約9年の連載に幕——最終10巻、本日発売
大窪晶与「ヴラド・ドラクラ」の最終10巻が、本日7月15日に発売された。本作はKADOKAWAの漫画誌「ハルタ」にて2017年5月から2026年6月まで連載されており、実に約9年の歳月をかけて完結に至った。単行本全10巻という形で、ヴラド三世の波乱に満ちた生涯がひとつの物語として完成したことになる。

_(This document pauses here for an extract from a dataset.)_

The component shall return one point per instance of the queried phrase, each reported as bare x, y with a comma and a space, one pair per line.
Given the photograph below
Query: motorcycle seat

最終巻の発売をもって、読者はこれまで積み重ねてきたヴラドの生き様——そして死に様——を、一冊の本として手に取ることができる。長期連載を追い続けてきたファンにとっては、感慨もひとしおだろう。
吸血鬼伝説の源流を辿る、骨太の歴史ロマン
「ヴラド・ドラクラ」は、吸血鬼ドラキュラのモデルとなったことで知られるヴラド三世の実像を描いた歴史漫画だ。15世紀のワラキア公国を舞台に、オスマン帝国とハンガリー王国という大国の狭間で生き抜いた一人の君主の、壮絶な半生が描かれる。「串刺し公」という異名で恐れられた彼の苛烈な統治の裏にあった信念や葛藤を、大窪晶与は丁寧な筆致で掘り下げてきた。
歴史的な事実を軸にしながらも、人間ヴラドの内面に深く踏み込んだ作風は、本作ならではの魅力だ。ドラキュラという名前から怪奇・ホラー方面を想像する読者もいるかもしれないが、本作はあくまで骨格のしっかりした歴史ロマンであり、政治的な駆け引きや人間関係の機微が物語の中心を成している。
「ハルタ」が育てた、9年越しの大作
連載媒体である「ハルタ」は、「乙嫁語り」や「ダンジョン飯」など、長期にわたる大作を数多く輩出してきた雑誌として知られる。本作もその系譜に連なる作品であり、約9年という連載期間が示す通り、作者・大窪晶与がヴラド三世という題材と真摯に向き合い続けた作品だということが伝わってくる。
全10巻という規模は、歴史漫画としてはコンパクトにまとまっている印象もあるが、それゆえに無駄のない濃密な物語体験が期待できる。既刊を読んでいなかった読者にとっても、完結した今こそ一気読みに踏み切る好機だ。
最終巻の発売を機に、ヴラド三世という歴史上の人物への関心がさらに広がっていくか、今後の反響が楽しみなところだ。